Une étude est actuellement en cours concernant la subvention de la salle et "des résultats provisoires seront disponibles courant 2025. Les conclusions finales sont attendues pour mars 2026."

"Je tiendrai bien entendu compte des résultats de l’étude dans les politiques que je mettrai en place visant à une prise en charge multidisciplinaire des assuétudes et des dépendances", conclut le ministre. 

Le grand changement à venir est "le fait est que l’on organise une organisation de financement triennal vers du quinquennal (de manière générale)", indique par après le cabinet du ministre. Cette nouvelle organisation nécessitera "une année transitoire de préparatifs des modalités d’octroi/dossiers à rentrer". 
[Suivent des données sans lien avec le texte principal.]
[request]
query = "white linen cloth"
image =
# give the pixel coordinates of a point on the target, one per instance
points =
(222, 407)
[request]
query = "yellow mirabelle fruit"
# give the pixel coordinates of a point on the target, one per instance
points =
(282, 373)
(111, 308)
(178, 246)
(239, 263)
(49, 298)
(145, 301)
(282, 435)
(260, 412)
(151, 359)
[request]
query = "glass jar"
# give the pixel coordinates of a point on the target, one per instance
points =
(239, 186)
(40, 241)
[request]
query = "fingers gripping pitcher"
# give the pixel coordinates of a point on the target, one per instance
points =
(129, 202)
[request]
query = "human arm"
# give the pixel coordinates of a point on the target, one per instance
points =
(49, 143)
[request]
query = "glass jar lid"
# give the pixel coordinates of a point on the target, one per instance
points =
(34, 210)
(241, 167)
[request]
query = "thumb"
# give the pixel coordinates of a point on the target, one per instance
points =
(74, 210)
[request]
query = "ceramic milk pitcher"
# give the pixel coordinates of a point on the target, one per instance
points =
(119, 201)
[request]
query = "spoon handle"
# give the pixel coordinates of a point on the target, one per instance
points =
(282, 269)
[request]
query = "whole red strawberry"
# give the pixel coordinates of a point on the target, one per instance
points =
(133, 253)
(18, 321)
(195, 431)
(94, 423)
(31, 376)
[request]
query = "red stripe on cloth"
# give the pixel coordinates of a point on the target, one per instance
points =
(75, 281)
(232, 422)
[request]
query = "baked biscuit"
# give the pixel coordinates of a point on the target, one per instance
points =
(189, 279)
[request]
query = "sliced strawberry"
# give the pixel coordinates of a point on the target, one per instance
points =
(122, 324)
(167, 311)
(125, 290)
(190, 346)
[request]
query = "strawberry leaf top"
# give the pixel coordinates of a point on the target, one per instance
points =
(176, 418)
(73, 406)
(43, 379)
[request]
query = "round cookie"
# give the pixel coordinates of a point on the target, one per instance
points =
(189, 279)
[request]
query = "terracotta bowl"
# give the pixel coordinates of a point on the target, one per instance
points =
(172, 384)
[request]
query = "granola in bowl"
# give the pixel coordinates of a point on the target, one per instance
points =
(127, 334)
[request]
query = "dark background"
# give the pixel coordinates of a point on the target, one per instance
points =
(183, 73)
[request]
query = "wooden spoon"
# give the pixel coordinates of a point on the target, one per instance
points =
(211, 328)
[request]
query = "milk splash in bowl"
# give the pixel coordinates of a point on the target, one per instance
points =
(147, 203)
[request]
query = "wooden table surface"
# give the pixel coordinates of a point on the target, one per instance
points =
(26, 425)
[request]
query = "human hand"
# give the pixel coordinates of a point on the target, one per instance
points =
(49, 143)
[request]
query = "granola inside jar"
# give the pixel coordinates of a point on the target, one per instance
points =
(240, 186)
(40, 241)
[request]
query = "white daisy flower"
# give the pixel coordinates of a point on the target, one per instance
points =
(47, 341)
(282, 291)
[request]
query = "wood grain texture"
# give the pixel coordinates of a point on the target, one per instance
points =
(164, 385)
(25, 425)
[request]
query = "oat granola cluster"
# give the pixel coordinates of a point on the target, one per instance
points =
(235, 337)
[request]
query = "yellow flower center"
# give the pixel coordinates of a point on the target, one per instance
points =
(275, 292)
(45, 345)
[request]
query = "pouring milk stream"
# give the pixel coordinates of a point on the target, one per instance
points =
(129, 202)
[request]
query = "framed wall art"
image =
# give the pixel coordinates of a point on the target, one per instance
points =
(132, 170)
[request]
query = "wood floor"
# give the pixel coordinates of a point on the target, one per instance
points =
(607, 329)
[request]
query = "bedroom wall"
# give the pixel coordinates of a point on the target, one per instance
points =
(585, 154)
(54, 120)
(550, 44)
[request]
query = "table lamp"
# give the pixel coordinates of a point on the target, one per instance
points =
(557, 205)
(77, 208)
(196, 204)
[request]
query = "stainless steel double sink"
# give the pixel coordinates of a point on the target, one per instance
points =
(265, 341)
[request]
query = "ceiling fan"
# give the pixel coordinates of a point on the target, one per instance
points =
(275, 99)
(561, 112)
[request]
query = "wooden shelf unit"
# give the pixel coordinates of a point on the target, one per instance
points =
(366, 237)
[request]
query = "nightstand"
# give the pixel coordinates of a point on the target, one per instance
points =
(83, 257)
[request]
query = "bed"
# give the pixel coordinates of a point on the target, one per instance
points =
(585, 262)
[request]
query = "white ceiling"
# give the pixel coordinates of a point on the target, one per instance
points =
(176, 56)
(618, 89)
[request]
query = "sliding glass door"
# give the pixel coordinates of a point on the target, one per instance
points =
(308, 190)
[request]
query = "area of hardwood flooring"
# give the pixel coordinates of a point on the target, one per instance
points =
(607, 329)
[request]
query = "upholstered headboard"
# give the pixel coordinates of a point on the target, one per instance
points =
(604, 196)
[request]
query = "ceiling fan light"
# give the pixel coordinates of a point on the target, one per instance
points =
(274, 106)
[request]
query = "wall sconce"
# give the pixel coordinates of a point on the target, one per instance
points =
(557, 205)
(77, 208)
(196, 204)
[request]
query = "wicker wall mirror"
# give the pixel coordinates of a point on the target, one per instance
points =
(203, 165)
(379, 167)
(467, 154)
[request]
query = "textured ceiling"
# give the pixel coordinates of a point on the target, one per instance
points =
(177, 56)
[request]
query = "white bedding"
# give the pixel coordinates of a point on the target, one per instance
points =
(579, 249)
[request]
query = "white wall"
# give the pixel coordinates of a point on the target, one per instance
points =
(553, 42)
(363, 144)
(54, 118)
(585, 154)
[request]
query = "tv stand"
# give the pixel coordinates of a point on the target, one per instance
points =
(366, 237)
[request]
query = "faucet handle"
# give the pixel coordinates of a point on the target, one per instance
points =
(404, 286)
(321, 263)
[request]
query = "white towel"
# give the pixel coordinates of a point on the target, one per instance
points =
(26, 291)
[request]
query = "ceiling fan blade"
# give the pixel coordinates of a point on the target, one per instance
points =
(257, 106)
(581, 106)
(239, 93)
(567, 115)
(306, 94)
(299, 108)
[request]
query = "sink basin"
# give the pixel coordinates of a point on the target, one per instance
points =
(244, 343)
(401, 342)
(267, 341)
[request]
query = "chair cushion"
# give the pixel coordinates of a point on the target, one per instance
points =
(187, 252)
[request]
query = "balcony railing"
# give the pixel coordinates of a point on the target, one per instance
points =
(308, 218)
La balle est dans leur camp

Il faudra donc vraisemblablement attendre encore plusieurs mois avant de voir le gouvernement régional apporter un nouveau financement à cette salle. 

En attendant, les personnes qui ne peuvent plus en bénéficier n'ont plus d'autre option : "On va consommer en rue", déplore Sébastien. "La police va nous voir et nous arrêter pour confisquer le produit. On a déjà du mal à se faire 20 ou 30 euros pour acheter le produit, puis la police va nous le prendre."

Une crainte partagée par le bourgmestre de Liège, Willy Demeyer : "Il y aura vraisemblablement plus de consommation en rue."

Pour l'élu, "la balle est dans le camp de la Région Wallonne". Il plaide aussi, et surtout, pour une politique globale de lutte contre la consommation à l'échelle de tout le pays. "Ce qui est surtout inquiétant, c’est l’absence de réflexion globale sur le problème en Belgique. J’ai demandé au formateur Bart De Wever d’avoir une réflexion globale et intégrée sur le problème. Nier le problème, c'est dangereux".